After 72 years of serving Australians, Holden shut its business in 2020 due to several reasons. The lack of investment for newer models by GM- its parent company and series of misguided or false advertisements done to change the brand’s appeal are some of the reasons they failed. While GM has axed Holden’s business in totality, they guarantee that Holden parts and services will be available through their after-sales network for at least ten years.
Before shutting the business entirely, Holden stopped manufacturing in Australia in 2017.
Back in 2019, Holden marked the lowest ever profits since 1948.
As per the local news of Australia, it is believed that is when GM pulled former Toyota executive out of retirement with an assurance of vast and new model ranges, which planes dropped in his first nine months in the office. That is probably when GM executives at the headquarters decided to axe the Holden in Australia.
As the headquarters were discontinuing and cancelling plans and models, the executives in charge of Holden’s future in Australia started to jump ship midway through 2019. The dealers were left to clear the remaining stock of Commodore and Astra after they discontinued in 2019.
Even after GM invested approximately 100 million dollars in converting the Acadia and Equinix to right-hand drive, these cars sold merely at a fraction of their original price. Acadia and Equinix being their latest launches in 2017 and 2018, respectively, tremendously failed in the market.
While their remaining lineup was outdated and pending a complete changeover and upgrading, their parent company was hesitant to invest as GM recovered from bankruptcy.
Since then, GM has been unwavering about disinvesting in loss-making markets as they pulled out of Europe by selling their Opel and Vauxhall badges to French automobile moguls, Peugeot-Citroen.
After Europe, the eye was set upon Australia, Thailand, and Newland as these regions yielded high losses.
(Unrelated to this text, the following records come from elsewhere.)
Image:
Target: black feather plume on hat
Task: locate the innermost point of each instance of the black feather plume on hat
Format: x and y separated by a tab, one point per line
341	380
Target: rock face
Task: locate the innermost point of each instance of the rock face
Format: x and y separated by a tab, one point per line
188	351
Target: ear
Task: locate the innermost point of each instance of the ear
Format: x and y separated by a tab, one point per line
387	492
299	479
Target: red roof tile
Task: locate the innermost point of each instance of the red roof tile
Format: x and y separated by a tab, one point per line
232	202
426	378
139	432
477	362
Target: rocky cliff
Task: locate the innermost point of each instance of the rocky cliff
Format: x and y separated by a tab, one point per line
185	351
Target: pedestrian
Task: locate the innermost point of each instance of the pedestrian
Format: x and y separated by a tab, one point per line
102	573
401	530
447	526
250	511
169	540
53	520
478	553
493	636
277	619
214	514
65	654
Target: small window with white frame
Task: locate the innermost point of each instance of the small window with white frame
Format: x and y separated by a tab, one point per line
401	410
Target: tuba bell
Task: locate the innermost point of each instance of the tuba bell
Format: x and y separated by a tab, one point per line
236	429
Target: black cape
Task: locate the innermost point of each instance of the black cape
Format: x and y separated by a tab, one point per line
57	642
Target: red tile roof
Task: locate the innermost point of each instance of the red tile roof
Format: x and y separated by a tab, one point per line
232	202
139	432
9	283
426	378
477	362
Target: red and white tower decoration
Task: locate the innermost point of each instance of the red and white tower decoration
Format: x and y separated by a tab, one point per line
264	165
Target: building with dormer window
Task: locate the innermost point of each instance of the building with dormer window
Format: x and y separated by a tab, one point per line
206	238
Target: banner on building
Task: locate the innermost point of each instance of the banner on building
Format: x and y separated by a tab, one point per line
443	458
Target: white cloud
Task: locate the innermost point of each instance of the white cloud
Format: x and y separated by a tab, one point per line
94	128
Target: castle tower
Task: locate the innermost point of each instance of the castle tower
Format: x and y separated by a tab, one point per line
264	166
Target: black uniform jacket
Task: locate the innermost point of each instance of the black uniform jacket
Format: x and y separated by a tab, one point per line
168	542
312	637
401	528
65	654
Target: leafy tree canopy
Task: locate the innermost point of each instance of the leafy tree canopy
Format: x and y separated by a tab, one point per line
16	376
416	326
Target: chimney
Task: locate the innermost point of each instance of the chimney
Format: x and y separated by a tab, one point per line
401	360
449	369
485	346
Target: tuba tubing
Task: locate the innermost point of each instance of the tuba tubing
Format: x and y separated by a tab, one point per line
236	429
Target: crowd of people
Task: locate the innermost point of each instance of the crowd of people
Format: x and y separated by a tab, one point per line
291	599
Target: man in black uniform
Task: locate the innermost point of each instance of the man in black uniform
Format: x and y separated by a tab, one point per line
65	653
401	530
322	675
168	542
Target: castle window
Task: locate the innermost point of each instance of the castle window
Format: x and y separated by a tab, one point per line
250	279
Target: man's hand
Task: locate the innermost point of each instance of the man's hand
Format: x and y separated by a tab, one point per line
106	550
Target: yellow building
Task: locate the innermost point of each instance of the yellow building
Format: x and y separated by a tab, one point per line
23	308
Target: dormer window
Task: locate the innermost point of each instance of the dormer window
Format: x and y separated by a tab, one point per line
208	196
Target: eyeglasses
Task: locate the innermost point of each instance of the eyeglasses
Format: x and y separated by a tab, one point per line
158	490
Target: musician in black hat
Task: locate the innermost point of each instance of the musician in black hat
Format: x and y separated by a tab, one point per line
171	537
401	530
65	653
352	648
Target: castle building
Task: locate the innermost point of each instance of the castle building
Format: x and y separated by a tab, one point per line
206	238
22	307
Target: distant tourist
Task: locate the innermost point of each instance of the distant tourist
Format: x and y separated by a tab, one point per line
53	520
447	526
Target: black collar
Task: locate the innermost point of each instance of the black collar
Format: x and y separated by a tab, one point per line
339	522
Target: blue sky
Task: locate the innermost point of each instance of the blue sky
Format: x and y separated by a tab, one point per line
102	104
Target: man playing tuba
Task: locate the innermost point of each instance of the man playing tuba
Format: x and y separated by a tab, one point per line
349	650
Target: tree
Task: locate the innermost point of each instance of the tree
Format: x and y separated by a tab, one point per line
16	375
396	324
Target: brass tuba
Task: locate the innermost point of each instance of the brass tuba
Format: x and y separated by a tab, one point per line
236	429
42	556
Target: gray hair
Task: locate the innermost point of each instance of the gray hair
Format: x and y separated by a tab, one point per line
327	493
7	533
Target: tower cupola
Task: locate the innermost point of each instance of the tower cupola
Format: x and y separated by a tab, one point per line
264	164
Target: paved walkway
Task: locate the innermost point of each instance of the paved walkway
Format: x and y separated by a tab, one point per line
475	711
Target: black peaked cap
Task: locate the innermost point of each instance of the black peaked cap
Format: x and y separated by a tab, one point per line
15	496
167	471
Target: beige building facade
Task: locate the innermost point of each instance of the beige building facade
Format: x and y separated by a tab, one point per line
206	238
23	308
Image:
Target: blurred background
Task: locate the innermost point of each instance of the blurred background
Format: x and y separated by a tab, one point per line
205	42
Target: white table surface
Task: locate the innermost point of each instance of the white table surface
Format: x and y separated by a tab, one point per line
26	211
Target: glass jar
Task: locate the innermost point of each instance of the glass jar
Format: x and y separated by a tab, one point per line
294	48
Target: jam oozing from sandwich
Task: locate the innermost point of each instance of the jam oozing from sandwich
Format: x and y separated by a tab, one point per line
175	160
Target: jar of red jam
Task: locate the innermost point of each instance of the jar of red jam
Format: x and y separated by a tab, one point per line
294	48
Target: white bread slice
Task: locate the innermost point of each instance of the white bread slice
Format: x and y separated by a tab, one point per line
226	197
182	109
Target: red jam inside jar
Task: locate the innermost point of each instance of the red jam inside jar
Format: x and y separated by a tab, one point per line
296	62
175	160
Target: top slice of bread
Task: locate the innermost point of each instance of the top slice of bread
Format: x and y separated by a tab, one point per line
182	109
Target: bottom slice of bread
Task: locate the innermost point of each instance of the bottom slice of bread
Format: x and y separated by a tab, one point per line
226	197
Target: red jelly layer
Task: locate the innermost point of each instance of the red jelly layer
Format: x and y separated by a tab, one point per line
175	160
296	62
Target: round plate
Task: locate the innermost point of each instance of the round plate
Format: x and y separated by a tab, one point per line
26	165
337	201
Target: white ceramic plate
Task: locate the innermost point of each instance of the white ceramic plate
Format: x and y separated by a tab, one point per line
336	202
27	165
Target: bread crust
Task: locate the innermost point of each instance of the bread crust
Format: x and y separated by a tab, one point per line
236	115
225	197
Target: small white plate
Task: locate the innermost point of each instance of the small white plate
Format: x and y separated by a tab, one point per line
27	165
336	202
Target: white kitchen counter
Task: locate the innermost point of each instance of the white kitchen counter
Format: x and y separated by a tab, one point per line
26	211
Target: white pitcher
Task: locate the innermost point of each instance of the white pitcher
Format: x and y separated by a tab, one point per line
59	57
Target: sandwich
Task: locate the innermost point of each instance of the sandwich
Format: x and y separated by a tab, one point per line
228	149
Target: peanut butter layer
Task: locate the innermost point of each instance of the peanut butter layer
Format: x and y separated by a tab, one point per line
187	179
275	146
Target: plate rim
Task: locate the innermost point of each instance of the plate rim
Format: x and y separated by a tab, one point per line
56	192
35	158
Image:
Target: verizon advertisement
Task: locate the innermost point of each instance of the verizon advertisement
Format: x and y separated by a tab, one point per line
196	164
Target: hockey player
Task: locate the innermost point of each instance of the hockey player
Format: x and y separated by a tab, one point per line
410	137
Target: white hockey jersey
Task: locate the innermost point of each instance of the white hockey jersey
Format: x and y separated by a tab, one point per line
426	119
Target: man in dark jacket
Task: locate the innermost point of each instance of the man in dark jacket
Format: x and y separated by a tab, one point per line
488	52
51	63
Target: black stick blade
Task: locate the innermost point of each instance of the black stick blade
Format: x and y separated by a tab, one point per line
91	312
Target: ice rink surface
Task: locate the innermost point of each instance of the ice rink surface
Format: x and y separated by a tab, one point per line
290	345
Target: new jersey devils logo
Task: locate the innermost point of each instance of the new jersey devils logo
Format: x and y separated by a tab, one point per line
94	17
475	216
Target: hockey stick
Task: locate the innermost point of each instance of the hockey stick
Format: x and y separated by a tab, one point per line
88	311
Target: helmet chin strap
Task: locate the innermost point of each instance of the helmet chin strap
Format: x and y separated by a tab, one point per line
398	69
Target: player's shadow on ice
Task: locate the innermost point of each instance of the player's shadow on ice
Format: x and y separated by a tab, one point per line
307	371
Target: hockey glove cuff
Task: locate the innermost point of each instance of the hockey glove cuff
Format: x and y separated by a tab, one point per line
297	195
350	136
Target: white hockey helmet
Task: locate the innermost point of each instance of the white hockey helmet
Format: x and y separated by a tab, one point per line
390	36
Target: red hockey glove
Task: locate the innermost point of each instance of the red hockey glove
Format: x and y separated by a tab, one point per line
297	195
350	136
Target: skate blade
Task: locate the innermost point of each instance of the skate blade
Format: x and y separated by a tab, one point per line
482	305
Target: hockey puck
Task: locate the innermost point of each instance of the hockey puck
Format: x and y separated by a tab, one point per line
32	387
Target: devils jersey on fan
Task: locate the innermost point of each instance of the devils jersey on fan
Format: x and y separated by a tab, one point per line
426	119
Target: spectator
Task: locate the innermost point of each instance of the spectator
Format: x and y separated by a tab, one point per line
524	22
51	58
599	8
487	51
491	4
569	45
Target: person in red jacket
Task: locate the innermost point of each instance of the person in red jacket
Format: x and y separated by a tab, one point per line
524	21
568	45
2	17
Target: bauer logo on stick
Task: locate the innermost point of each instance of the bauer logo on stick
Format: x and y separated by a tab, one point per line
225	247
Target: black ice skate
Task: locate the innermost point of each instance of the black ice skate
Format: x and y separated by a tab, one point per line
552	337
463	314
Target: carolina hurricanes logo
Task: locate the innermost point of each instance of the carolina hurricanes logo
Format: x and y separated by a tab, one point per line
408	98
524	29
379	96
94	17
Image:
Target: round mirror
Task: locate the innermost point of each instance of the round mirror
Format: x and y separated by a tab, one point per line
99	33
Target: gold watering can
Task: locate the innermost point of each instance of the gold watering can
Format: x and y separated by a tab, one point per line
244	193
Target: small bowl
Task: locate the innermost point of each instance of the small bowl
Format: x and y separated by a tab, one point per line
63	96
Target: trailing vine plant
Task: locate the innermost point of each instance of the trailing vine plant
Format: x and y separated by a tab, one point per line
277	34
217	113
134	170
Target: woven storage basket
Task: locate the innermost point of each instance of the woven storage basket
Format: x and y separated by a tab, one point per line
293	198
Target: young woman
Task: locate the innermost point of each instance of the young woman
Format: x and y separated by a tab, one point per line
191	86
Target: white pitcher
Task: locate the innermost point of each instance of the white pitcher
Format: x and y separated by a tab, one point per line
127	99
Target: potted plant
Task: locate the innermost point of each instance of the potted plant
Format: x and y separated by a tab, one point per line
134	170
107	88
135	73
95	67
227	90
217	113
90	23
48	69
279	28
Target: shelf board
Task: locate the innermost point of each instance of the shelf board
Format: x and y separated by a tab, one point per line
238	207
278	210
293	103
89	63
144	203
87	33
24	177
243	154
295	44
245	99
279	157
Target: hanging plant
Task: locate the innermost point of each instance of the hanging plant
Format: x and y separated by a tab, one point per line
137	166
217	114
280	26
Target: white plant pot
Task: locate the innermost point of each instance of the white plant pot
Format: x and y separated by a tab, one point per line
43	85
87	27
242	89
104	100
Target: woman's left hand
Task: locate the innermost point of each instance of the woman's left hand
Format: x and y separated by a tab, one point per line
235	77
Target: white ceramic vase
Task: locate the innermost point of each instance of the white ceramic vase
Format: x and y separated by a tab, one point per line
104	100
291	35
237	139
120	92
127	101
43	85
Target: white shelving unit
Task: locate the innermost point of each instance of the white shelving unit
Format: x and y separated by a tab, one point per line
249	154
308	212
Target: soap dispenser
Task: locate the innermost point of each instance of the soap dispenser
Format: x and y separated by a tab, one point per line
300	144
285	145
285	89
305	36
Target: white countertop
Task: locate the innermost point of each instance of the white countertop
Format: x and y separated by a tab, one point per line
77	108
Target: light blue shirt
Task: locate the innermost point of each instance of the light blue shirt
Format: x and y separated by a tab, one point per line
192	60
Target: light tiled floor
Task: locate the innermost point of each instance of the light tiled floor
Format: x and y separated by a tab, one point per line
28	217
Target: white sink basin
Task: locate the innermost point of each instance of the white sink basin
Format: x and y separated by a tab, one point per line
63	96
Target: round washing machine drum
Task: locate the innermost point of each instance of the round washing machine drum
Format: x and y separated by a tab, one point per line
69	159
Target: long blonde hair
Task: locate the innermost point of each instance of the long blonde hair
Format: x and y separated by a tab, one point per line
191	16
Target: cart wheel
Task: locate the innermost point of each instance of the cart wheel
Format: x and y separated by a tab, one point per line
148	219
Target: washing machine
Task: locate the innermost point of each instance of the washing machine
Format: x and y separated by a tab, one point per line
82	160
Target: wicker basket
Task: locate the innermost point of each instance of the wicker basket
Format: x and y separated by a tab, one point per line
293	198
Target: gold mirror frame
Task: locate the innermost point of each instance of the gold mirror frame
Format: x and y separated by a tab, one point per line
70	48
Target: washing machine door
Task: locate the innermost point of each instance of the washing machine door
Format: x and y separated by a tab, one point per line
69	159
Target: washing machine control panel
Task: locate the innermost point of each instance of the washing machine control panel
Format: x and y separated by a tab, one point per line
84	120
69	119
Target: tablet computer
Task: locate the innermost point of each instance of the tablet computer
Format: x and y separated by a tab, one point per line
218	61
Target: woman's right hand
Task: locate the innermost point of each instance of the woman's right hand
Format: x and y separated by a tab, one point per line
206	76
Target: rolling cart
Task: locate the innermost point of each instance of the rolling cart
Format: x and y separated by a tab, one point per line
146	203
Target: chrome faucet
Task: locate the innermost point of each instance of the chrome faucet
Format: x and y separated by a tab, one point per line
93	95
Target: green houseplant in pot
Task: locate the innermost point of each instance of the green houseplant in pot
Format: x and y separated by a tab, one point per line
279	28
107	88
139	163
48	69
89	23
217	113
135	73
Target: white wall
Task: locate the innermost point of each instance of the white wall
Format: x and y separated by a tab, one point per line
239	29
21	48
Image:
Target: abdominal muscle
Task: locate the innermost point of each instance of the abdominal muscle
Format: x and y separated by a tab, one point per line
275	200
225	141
The cost to make right-hand drive vehicles suited to these regions was straight-up expensive.
It would cost GM $1 billion to introduce the next Colorado ute, of which they sell only 50,000 in Asia pacific. Or the company could go a better route where their investment would bear fruit. They could pump this $1 billion into developing the next Chevrolet Silverado and GMC trucks, of which they sell more than 750,000 at a higher profit margin in the US.
Interference from the parent company, series of missteps, outdated products, appalling marketing techniques made Holden’s demise inevitable.
Adding to the list, high production costs of Holden parts, small domestic, increase in global competition, end of financial assistance by the government; caused a perfect storm of unfavourable economic conditions leading to Holden.
The shutdown marked the end of Australia’s most iconic brand. The Holden name has been a part of the Australian culture as much as meat pies, football, and kangaroos. However, with the complete shutdown of their business, dealerships are entitled to display the remaining stock of cars.
Furthermore, Holden is establishing a service network to make Holden parts available. The guarantees and warranties on cars and Holden parts will also be honoured through their after-sales network, as stated in the terms. To build their network after shutting down their business, Holden offered each of the existing dealerships an opportunity to serve as an authorized service outlet.